#### **Clean the Data - Silver**

In [9]:
from pyspark.sql.functions import *
from pyspark.sql.types import *

StatementMeta(, 8c912aaf-a291-4d20-b281-7771797c33ba, 11, Finished, Available, Finished)

##### **Clean customers**

In [10]:
spark.sql("CREATE SCHEMA IF NOT EXISTS silver")

StatementMeta(, 8c912aaf-a291-4d20-b281-7771797c33ba, 12, Finished, Available, Finished)

DataFrame[]

In [11]:
customers = spark.table("bronze.customers")

customers_clean = (
    customers
    .withColumn("email", lower(trim(col("EMAIL"))))
    .withColumn("name", initcap(trim(col("name"))))
    .withColumn("gender", when(lower(col("gender")).isin("f", "female"), "Female")
                          .when(lower(col("gender")).isin("m", "male"), "Male")
                          .otherwise("Other"))
    .withColumn("dob", to_date(regexp_replace(col("dob"), "/", "-")))
    .withColumn("location", initcap(col("location")))
    .dropDuplicates(["customer_id"])
    .dropna(subset=["customer_id", "email"])
)
customers_clean.write.format("delta").mode("overwrite").saveAsTable("silver.customers")

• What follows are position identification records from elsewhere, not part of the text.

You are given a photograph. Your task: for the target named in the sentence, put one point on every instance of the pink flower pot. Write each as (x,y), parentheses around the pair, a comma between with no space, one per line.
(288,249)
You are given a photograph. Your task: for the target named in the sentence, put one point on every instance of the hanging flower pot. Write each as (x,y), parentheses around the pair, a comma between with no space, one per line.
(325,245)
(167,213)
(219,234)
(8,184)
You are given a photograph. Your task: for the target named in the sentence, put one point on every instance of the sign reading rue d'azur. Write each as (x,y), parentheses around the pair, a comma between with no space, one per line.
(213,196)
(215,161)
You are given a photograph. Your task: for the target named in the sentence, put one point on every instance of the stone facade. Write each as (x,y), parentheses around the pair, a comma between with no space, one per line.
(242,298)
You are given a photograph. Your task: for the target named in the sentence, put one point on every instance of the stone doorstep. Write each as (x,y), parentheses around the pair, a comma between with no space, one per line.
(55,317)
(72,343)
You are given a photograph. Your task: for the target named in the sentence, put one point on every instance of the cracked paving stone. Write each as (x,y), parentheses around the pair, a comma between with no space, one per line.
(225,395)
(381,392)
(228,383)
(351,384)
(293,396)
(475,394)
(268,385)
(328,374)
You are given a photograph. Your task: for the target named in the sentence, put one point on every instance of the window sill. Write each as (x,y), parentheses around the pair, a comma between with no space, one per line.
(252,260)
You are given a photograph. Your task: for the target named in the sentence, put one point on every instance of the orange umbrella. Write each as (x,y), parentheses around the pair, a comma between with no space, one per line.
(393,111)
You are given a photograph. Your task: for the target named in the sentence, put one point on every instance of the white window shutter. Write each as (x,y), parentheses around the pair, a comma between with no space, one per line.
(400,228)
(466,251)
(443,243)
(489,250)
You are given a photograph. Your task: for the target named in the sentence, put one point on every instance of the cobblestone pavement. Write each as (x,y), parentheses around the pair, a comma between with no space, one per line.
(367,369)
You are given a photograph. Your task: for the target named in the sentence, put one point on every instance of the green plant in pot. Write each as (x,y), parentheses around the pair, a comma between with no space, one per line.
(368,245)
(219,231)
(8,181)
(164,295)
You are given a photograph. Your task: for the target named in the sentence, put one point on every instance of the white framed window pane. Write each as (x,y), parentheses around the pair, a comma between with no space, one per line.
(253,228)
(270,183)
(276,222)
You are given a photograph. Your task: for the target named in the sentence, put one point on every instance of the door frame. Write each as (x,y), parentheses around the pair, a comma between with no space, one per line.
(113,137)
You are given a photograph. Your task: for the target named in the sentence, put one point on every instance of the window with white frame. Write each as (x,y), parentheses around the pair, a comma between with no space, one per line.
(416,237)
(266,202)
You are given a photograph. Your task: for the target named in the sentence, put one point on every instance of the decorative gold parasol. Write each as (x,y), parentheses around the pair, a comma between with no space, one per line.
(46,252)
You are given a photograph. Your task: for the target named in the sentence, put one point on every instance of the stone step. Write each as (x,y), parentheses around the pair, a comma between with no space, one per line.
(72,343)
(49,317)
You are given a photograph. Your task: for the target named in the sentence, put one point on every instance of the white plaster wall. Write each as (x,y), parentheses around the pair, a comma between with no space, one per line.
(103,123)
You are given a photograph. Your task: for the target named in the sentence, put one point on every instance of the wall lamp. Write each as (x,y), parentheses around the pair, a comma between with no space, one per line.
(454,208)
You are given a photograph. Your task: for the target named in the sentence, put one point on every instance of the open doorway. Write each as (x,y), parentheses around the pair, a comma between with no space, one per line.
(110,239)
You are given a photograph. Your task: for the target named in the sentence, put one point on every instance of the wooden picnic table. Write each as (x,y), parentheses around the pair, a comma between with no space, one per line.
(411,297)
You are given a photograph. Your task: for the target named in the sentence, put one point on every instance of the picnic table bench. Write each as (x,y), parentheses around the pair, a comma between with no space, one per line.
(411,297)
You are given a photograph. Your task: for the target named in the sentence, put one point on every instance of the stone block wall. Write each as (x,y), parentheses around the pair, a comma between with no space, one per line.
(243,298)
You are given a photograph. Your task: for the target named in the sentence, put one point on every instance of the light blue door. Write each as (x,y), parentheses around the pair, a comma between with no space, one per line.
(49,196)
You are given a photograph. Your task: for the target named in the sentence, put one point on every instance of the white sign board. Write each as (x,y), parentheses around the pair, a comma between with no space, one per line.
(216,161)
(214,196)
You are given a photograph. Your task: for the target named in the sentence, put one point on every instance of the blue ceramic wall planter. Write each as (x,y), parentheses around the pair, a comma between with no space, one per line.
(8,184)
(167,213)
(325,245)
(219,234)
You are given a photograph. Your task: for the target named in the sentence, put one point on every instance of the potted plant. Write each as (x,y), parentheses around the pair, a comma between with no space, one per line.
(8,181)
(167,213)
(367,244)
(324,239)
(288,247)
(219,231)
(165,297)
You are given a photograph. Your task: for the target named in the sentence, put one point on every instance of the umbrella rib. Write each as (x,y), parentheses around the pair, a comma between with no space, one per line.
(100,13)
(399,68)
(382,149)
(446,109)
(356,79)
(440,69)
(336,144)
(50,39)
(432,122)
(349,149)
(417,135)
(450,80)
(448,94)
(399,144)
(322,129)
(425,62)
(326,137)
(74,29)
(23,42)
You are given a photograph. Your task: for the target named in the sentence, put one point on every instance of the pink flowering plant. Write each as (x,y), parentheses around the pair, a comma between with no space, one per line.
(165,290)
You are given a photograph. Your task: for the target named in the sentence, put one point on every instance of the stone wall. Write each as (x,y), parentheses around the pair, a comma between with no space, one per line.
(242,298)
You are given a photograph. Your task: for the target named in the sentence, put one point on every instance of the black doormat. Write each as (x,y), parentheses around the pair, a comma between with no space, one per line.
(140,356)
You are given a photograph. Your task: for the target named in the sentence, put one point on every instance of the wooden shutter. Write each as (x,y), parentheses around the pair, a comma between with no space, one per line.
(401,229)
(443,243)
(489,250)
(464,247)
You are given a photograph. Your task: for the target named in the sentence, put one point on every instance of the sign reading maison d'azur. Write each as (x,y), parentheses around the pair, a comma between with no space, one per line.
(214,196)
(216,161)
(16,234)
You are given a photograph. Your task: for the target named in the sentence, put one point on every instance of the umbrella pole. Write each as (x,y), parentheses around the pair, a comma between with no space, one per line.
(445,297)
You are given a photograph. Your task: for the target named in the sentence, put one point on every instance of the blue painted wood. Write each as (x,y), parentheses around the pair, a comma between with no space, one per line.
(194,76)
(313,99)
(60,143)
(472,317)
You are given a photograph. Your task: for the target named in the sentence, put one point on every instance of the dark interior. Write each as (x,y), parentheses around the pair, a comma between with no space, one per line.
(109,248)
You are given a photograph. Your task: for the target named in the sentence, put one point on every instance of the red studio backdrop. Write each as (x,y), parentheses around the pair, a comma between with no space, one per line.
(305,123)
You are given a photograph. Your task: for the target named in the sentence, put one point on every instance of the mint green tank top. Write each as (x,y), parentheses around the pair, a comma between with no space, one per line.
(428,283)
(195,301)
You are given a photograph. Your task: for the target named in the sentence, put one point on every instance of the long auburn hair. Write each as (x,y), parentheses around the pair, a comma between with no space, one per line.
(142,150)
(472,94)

StatementMeta(, 8c912aaf-a291-4d20-b281-7771797c33ba, 13, Finished, Available, Finished)

##### **Clean orders**

In [12]:
orders = spark.table("bronze.orders")
orders_clean = (
    orders
    .withColumn("order_date", 
                when(col("order_date").rlike("^\d{4}/\d{2}/\d{2}$"), to_date(col("order_date"), "yyyy/MM/dd"))
                .when(col("order_date").rlike("^\d{2}-\d{2}-\d{4}$"), to_date(col("order_date"), "dd-MM-yyyy"))
                .when(col("order_date").rlike("^\d{8}$"), to_date(col("order_date"), "yyyyMMdd"))
                .otherwise(to_date(col("order_date"), "yyyy-MM-dd")))
    .withColumn("amount", col("amount").cast(DoubleType()))
    .withColumn("amount", when(col("amount") < 0, None).otherwise(col("amount")))
    .withColumn("status", initcap(col("status")))
    .dropna(subset=["customer_id", "order_date"])
    .dropDuplicates(["order_id"])
)
orders_clean.write.format("delta").mode("overwrite").saveAsTable("silver.orders")

StatementMeta(, 8c912aaf-a291-4d20-b281-7771797c33ba, 14, Finished, Available, Finished)

##### **Clean payments**

In [15]:
payments = spark.table("bronze.payments")

payments_clean = (
    payments
    .withColumn(
        "payment_date",
        to_date(regexp_replace(col("payment_date"), "/", "-"), "yyyy-MM-dd")
    )
    .withColumn(
        "payment_method",
        initcap(col("payment_method"))
    )
    .replace(
        {"Creditcard": "Credit Card"},
        subset=["payment_method"]
    )
    .withColumn(
        "payment_status",
        initcap(col("payment_status"))
    )
    .withColumn(
        "amount",
        col("amount").cast(DoubleType())
    )
    .withColumn(
        "amount",
        when(col("amount") < 0, None).otherwise(col("amount"))
    )
    .dropna(subset=["customer_id", "payment_date", "amount"])
)

payments_clean.write.format("delta").mode("overwrite").saveAsTable("silver.payments")

StatementMeta(, 8c912aaf-a291-4d20-b281-7771797c33ba, 17, Finished, Available, Finished)

##### **Clean web**

In [16]:
web = spark.table("bronze.web")
web_clean = (
    web
    .withColumn("session_time", to_date(regexp_replace(col("session_time"), "/", "-")))
    .withColumn("page_viewed", lower(col("page_viewed")))
    .withColumn("device_type", initcap(col("device_type")))
    .dropDuplicates(["session_id"])
    .dropna(subset=["customer_id", "session_time", "page_viewed"])
)
web_clean.write.format("delta").mode("overwrite").saveAsTable("silver.web")

StatementMeta(, 8c912aaf-a291-4d20-b281-7771797c33ba, 18, Finished, Available, Finished)

##### **Clean support**

In [17]:
support = spark.table("bronze.support")
support_clean = (
    support
    .withColumn("ticket_date", to_date(regexp_replace(col("ticket_date"), "/", "-")))
    .withColumn("issue_type", initcap(trim(col("issue_type"))))
    .withColumn("resolution_status", initcap(trim(col("resolution_status"))))
    .replace({"NA": None, "": None}, subset=["issue_type", "resolution_status"])
    .dropDuplicates(["ticket_id"])
    .dropna(subset=["customer_id", "ticket_date"])
)
support_clean.write.format("delta").mode("overwrite").saveAsTable("silver.support")

StatementMeta(, 8c912aaf-a291-4d20-b281-7771797c33ba, 19, Finished, Available, Finished)